5 stars

Historical Book Review: Moment of Desire by Rachel Cosgrove Payes

From the back of the book:

Beautiful, spirited young Mellie Wilton thought the handsome Earl of Henning was going to rescue her from her degrading life in London and take her to his wealthy estate in Kent because he wanted her for his wife. When he tricked her into marrying his son so that he would have an heir to his fortune, Mellie became enraged. Tormented by a husband who could never love her, yet consumed with desire for the man who had deceived her, Mellie was filled with a burning need for fulfillment and revenge.

Moment of Desire, Rachel Cosgrove Payes, Playboy Press, 1978, Gina D’Achille cover art

5 stars

Rating: 5 out of 5.

An Anti-Heroine?

After a couple of decades of reading romance, I can’t say I’ve encountered too many heroines like Melusina Wilton and that’s a damn shame.

Moment of Desire by Rachel Cosgrave Payes might be an aberration, both for her (I wasn’t fond of the other Cosgrove Payes book I read) and the historical romance genre. It was published by Hugh Hefner’s Playboy Press, which churned out bodice-ripping romances and schlocky sci-fi well into the seventies and early eighties, part of the golden era of pulpy trash. And yes, this book is trashy, with a heroine so conniving, so cunning, so single-minded in her pursuits of love and revenge that she made me love this book beyond all logical reason.

The Tawdry Plot

The tale begins as buxom, blue-eyed blonde 14-year-old Mellie Wilton tries to catch the eye of a much older nobleman at a violent bear-baiting.

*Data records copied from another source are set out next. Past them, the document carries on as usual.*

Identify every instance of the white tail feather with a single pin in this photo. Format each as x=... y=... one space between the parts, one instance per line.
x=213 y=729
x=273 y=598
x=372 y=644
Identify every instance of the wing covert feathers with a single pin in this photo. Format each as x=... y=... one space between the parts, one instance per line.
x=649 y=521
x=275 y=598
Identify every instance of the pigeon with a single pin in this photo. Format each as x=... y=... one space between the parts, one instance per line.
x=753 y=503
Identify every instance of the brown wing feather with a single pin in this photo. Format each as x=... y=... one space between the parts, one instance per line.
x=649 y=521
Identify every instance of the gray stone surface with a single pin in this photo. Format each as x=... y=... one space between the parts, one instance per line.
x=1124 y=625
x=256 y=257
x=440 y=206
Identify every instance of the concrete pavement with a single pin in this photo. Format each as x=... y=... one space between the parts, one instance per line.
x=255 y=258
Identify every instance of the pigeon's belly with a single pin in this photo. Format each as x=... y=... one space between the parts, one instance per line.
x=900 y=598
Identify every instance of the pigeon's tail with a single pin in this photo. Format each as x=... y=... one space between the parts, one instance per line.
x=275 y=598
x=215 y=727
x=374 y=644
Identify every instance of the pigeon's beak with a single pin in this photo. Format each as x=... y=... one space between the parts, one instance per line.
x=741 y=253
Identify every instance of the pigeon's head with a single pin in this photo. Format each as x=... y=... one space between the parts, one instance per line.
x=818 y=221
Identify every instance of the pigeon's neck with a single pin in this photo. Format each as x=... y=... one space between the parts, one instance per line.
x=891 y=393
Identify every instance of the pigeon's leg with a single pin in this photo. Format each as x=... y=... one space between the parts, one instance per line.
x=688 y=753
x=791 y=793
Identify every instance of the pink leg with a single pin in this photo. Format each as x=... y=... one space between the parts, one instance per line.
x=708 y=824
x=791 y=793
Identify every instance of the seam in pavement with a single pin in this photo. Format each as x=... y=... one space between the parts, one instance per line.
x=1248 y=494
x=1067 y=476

She worries that her dress may not be low-cut enough to obtain his lustful interest. And unlike other heroines in Romancelandia, she doesn’t bat an eyelid at the sight of animal cruelty; she indifferently laments the fact that she has no money to gamble (despite modern perspectives, that’s what bear baitings were for, after all). Mellie is youthfully self-centered and cares only for her pleasure.

She lives at English court, as her mother is a lady-in-waiting to German King George’s wife. Unfortunately for Mellie, her mother is a bit of a lusty tramp, romping around with married lords and pissing off their wives. Mellie’s mother screws the wrong woman’s husband, and not even the Queen will aid them, so Mellie, her mother, and their loyal maid are thrown out into the streets. Tragic events result in Mellie being forced to sell her body in a brothel. To her joy (and then horror), her first customer is her beloved crush, who, to her dismay, proves to be no hero.

For months Mellie plies her trade and learns how to entice a man beyond all reason. Meanwhile, Mellie dreams of one day finding her true hero: a man who will take her out of her life of whoredom, bring her to his mansion, drape her in fancy clothes and jewelry and love her faithfully.

And she does. But there is a catch…

Mellie is bought by her beloved john, not for himself, but to wed his openly gay son and be a broodmare for grandchildren. The young son despises Mellie and is accompanied everywhere by his handsome tutor, who’s not so keen on Mellie himself. Despite it all, Mellie sympathizes with her unwilling husband; she may be a tough bitch, but she’s not a heartless one.

What About the Hero?

This is a story of the young, sexy, voluptuous, blonde former hooker finding true love with her older sugar daddy. As a hero, Ritchie Jamison, Earl of Henning, isn’t as fun as Mellie, but he’s no jerk.

Despite a reputation for being a ladies’ man, he doesn’t sleep with anyone other than the heroine. He’s handsome, mature, rich, although sort of dim and dull. But because Mellie loves him and Mellie’s so great, I desperately wanted Mellie to get her man!

Final Analysis of Moment of Desire

What so terrific about Mellie?

Everything! She is who she is, complex, yet straightforward. Those she loves are fiercely protected, but those who have wronged her better watch out!

She ends up in ridiculously harrowing situations and plots her way out of them, skillfully succeeding. Mellie is no swooning, foot-stomping, virginal heroine who waits for the hero to save the day. She kills without flinching, she’ll fight for her man and the way Mellie plots revenge and crushes her adversaries in such a cruel and calculating manner is such cold-hearted, evil fun! I don’t want to spoil the shock; I was astonished that a heroine could be so remorseless!

This book was full of amusing spectacles, like a glitzy old-time soap opera. One quibble, though: the last few chapters are a bit anticlimactic as Mellie has disposed of all her enemies and there is just one more hurdle to mount before she can find happiness. But if anyone deserves it, she does.

Just like in the words of 1980’s English pop-tart Samantha Fox: “Naughty girls need love too!”